Yes, AI agents can exhibit bias - both the LLM they are built on and the data they are trained or evaluated on can encode historical patterns of discrimination. In lending, this is a critical risk because biased credit decisions are both ethically wrong and legally problematic under India's fair practices frameworks. Banks deploying AI agents must actively test for bias, not assume its absence.
The most common forms of bias in lending AI are: demographic bias (the agent approves loans at a systematically different rate for applicants from certain regions, genders, or communities, when controlling for creditworthiness), proxy bias (using a variable like pin code or employer type that is correlated with a protected characteristic), and feedback loop bias (the agent is evaluated on historical approval/rejection data that itself reflected biased human decisions).
Testing for bias requires a structured audit: run a sample of applications through the agent after anonymizing personally identifying information, then analyze approval rates, credit limits, and interest rate recommendations across demographic segments.
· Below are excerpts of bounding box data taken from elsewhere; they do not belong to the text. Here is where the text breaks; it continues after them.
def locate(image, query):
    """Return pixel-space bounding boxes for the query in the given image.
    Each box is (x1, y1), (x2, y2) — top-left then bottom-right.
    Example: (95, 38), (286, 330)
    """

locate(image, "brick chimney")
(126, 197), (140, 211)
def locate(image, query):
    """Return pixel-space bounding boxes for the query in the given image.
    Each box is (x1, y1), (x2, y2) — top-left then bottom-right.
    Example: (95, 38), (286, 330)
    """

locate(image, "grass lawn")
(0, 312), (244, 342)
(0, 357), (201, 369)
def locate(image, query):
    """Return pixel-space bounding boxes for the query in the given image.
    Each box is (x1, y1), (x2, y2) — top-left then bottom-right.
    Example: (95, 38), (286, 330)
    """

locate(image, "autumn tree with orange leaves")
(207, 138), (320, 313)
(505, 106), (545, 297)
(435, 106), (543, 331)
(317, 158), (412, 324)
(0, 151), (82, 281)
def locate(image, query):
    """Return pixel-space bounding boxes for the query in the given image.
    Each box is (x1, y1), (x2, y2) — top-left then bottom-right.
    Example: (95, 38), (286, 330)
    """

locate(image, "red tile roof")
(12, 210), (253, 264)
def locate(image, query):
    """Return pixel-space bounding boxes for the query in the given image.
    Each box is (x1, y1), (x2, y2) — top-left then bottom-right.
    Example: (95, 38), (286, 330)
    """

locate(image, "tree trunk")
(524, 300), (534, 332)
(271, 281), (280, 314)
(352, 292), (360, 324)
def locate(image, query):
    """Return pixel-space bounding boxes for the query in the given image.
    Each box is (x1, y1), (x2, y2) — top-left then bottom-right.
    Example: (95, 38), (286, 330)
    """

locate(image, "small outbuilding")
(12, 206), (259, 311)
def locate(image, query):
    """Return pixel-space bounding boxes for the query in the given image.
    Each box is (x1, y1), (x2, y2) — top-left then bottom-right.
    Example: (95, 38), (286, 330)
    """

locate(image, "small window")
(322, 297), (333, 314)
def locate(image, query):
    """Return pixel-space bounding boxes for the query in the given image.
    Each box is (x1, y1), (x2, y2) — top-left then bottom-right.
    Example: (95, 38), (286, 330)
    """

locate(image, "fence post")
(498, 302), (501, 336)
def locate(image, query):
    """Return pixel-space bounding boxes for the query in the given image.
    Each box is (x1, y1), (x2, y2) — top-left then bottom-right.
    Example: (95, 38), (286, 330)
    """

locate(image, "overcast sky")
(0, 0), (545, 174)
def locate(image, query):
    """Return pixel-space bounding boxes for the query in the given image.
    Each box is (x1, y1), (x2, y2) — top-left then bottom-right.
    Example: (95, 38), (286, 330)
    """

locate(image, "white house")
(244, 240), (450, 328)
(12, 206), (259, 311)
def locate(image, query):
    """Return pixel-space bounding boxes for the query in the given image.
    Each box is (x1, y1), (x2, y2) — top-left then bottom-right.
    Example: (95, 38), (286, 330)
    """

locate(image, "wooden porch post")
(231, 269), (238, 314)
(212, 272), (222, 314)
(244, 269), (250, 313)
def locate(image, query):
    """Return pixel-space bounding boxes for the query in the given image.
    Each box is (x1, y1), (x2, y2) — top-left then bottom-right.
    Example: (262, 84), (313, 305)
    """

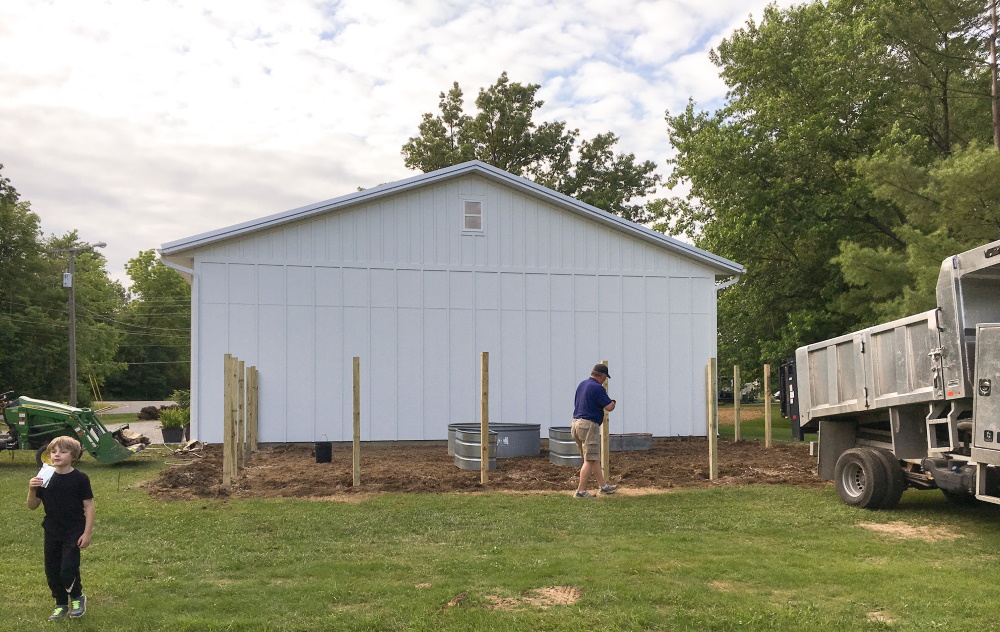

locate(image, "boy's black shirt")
(35, 469), (94, 537)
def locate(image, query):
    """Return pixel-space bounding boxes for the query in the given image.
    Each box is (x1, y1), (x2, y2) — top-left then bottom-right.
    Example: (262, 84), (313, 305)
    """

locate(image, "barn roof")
(160, 160), (743, 276)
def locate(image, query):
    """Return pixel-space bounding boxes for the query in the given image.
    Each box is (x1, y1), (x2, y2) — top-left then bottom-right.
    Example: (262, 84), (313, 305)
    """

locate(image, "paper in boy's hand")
(38, 463), (56, 487)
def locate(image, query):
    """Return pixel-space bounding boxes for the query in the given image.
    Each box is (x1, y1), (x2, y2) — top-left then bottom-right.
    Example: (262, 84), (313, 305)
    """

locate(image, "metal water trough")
(549, 426), (583, 467)
(448, 424), (542, 459)
(608, 432), (653, 452)
(454, 427), (497, 471)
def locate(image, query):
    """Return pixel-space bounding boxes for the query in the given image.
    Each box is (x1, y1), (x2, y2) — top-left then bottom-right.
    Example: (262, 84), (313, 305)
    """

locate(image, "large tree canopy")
(107, 250), (191, 400)
(659, 0), (1000, 376)
(402, 72), (659, 222)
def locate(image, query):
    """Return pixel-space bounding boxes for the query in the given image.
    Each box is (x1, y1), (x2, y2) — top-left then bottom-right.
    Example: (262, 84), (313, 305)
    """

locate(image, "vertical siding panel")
(315, 268), (344, 441)
(285, 266), (319, 441)
(367, 308), (396, 440)
(257, 304), (288, 443)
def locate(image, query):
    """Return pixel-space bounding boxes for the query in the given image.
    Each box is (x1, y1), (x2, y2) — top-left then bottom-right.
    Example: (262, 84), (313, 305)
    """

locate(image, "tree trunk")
(990, 0), (1000, 151)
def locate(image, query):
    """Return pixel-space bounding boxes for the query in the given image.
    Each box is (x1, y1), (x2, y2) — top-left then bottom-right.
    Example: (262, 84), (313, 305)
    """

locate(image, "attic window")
(464, 200), (483, 232)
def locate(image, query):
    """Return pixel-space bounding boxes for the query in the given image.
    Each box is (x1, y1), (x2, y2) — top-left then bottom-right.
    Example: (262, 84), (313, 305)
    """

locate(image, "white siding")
(193, 176), (716, 442)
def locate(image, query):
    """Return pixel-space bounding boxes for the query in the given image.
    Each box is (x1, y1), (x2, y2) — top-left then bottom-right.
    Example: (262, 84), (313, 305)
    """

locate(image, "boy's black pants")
(45, 533), (83, 606)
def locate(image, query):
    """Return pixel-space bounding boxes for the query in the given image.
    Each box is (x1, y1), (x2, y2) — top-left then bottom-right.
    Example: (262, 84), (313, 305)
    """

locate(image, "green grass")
(0, 446), (1000, 632)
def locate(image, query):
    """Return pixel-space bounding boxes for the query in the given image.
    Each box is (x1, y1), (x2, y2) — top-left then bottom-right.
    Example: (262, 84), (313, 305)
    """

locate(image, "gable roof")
(159, 160), (743, 276)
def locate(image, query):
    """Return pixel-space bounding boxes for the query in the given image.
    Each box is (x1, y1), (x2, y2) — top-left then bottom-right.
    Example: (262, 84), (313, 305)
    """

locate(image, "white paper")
(38, 463), (56, 487)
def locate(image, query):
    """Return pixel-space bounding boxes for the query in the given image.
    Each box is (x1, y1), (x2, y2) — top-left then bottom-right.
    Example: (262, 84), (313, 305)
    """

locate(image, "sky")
(0, 0), (794, 286)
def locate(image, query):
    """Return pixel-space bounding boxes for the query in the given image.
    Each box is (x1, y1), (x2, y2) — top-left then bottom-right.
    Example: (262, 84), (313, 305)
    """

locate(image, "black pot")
(162, 428), (184, 443)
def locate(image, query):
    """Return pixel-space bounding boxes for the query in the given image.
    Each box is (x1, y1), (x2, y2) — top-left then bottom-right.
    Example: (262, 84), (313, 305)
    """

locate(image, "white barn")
(160, 161), (743, 442)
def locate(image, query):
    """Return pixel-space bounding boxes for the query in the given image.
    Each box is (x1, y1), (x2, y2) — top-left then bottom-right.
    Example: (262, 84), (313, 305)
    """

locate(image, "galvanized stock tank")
(549, 426), (583, 467)
(448, 423), (542, 459)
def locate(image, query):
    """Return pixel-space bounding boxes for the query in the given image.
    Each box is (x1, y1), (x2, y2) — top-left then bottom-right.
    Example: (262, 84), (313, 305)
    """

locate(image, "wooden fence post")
(764, 364), (772, 448)
(354, 356), (361, 487)
(247, 366), (258, 454)
(236, 360), (247, 472)
(705, 358), (719, 481)
(601, 360), (611, 481)
(733, 364), (743, 441)
(479, 351), (490, 485)
(222, 353), (236, 489)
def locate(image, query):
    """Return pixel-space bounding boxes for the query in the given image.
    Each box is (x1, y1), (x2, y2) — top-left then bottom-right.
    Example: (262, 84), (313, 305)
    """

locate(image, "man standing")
(573, 364), (618, 498)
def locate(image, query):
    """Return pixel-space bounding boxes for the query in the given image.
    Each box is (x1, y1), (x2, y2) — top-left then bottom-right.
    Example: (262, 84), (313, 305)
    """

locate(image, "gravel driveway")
(94, 402), (176, 443)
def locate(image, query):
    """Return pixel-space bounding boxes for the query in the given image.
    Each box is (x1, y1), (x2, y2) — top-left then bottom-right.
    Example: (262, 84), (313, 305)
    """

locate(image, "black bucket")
(316, 441), (333, 463)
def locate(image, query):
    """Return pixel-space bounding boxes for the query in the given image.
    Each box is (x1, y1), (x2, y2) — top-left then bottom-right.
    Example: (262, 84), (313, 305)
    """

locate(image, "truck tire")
(833, 448), (889, 509)
(872, 448), (907, 509)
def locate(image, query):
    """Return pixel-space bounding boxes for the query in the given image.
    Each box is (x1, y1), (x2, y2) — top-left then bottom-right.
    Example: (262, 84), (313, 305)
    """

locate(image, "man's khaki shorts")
(573, 419), (601, 461)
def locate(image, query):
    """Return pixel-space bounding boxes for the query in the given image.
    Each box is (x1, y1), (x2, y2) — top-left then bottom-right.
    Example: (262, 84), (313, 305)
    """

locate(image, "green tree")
(654, 0), (996, 376)
(0, 184), (121, 403)
(402, 72), (659, 222)
(108, 250), (191, 400)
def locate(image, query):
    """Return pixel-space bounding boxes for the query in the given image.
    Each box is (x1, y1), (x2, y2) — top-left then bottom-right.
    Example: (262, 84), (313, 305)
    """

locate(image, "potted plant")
(160, 408), (191, 443)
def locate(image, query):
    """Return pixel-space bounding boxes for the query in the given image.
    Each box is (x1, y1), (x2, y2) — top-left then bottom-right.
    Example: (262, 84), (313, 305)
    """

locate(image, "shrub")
(170, 390), (191, 408)
(138, 406), (160, 421)
(160, 408), (191, 428)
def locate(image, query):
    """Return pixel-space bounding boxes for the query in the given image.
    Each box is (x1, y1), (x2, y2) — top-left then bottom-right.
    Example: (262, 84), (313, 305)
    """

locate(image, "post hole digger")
(0, 391), (149, 465)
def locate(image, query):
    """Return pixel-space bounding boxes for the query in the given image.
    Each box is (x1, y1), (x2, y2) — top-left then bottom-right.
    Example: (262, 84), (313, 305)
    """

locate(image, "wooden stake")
(601, 360), (611, 480)
(733, 364), (743, 441)
(222, 353), (236, 489)
(705, 358), (719, 481)
(764, 364), (771, 448)
(354, 356), (361, 487)
(479, 351), (490, 485)
(236, 360), (247, 472)
(247, 366), (258, 454)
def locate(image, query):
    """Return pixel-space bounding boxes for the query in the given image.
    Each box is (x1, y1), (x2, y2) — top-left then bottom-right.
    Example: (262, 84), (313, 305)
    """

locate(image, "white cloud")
(0, 0), (796, 284)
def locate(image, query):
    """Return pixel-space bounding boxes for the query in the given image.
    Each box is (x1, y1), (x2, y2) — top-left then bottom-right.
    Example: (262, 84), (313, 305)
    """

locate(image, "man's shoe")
(69, 595), (87, 619)
(49, 606), (69, 621)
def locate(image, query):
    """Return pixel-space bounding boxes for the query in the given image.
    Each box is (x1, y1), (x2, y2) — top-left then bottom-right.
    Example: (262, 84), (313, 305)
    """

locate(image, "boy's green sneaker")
(49, 606), (69, 621)
(69, 595), (87, 619)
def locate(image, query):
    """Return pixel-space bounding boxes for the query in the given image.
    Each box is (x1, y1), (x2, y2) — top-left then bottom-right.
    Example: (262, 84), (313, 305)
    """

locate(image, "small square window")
(465, 200), (483, 231)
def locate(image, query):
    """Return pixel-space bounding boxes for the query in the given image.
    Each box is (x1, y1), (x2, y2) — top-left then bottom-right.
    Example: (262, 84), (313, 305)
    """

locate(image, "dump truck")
(0, 392), (149, 466)
(781, 241), (1000, 509)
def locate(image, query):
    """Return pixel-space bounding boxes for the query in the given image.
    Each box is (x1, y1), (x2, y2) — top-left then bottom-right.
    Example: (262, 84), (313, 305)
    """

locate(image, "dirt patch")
(146, 438), (828, 500)
(483, 586), (580, 610)
(866, 610), (896, 625)
(858, 521), (963, 542)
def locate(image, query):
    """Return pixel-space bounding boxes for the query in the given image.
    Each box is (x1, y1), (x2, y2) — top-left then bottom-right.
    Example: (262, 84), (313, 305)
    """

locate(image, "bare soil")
(146, 438), (829, 500)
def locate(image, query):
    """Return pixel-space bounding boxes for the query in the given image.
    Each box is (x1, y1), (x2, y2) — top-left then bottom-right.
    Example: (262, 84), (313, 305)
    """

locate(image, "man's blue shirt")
(573, 377), (611, 425)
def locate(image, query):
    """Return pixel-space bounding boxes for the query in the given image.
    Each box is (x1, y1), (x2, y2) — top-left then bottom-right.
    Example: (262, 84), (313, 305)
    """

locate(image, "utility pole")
(55, 241), (107, 406)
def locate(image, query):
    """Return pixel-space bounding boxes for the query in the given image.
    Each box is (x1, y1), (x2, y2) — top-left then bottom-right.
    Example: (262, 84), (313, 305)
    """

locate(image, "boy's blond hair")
(47, 437), (83, 463)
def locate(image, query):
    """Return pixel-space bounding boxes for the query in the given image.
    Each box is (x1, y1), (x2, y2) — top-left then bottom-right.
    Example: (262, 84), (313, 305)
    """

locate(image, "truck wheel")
(833, 448), (889, 509)
(872, 448), (907, 509)
(35, 441), (52, 467)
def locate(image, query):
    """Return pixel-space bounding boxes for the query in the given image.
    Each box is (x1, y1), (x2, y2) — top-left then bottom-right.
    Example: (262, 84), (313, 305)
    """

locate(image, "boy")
(28, 437), (94, 621)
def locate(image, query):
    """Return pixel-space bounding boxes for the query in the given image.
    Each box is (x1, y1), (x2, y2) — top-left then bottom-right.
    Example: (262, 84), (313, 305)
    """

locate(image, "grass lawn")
(0, 444), (1000, 632)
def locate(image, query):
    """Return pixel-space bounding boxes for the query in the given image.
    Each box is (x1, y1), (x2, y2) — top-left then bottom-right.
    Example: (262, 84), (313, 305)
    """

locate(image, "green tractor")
(0, 391), (149, 465)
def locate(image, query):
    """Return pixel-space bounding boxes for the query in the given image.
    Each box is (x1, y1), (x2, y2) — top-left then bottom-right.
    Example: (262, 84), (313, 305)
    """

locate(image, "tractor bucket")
(93, 432), (135, 463)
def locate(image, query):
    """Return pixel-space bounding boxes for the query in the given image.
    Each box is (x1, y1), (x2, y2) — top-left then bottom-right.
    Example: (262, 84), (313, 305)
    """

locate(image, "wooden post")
(705, 358), (719, 481)
(479, 351), (490, 485)
(601, 360), (611, 480)
(247, 366), (257, 455)
(222, 353), (236, 489)
(764, 364), (771, 448)
(354, 356), (361, 487)
(236, 360), (247, 471)
(733, 364), (743, 441)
Any statistically significant difference not explained by legitimate credit variables - income, bureau score, repayment history - is a potential bias signal that requires investigation.
Learning point 5
What security risks come with deploying AI agents in a bank, and how are they mitigated?
AI agents in banking introduce three categories of security risk that do not exist with traditional software: prompt injection attacks (malicious inputs designed to override the agent's instructions), data leakage through the LLM layer (the model inadvertently revealing information from one customer's data in another's session), and supply chain risk from the LLM provider (the model vendor's systems being breached or the model being updated in ways that change agent behavior).
Prompt injection is the most immediately exploitable risk. An attacker could submit a loan application containing hidden instructions - in white text, in metadata, or embedded in a PDF - that try to override the agent's behavior. Well-designed agents have injection-resistant prompt structures that separate data inputs from instruction inputs architecturally, and validate that inputs are in expected formats before processing.
Data leakage is mitigated through session isolation - each agent interaction should operate in a clean context with no memory of previous sessions. Each borrower's data should be scoped to their own session and never included in another session's context.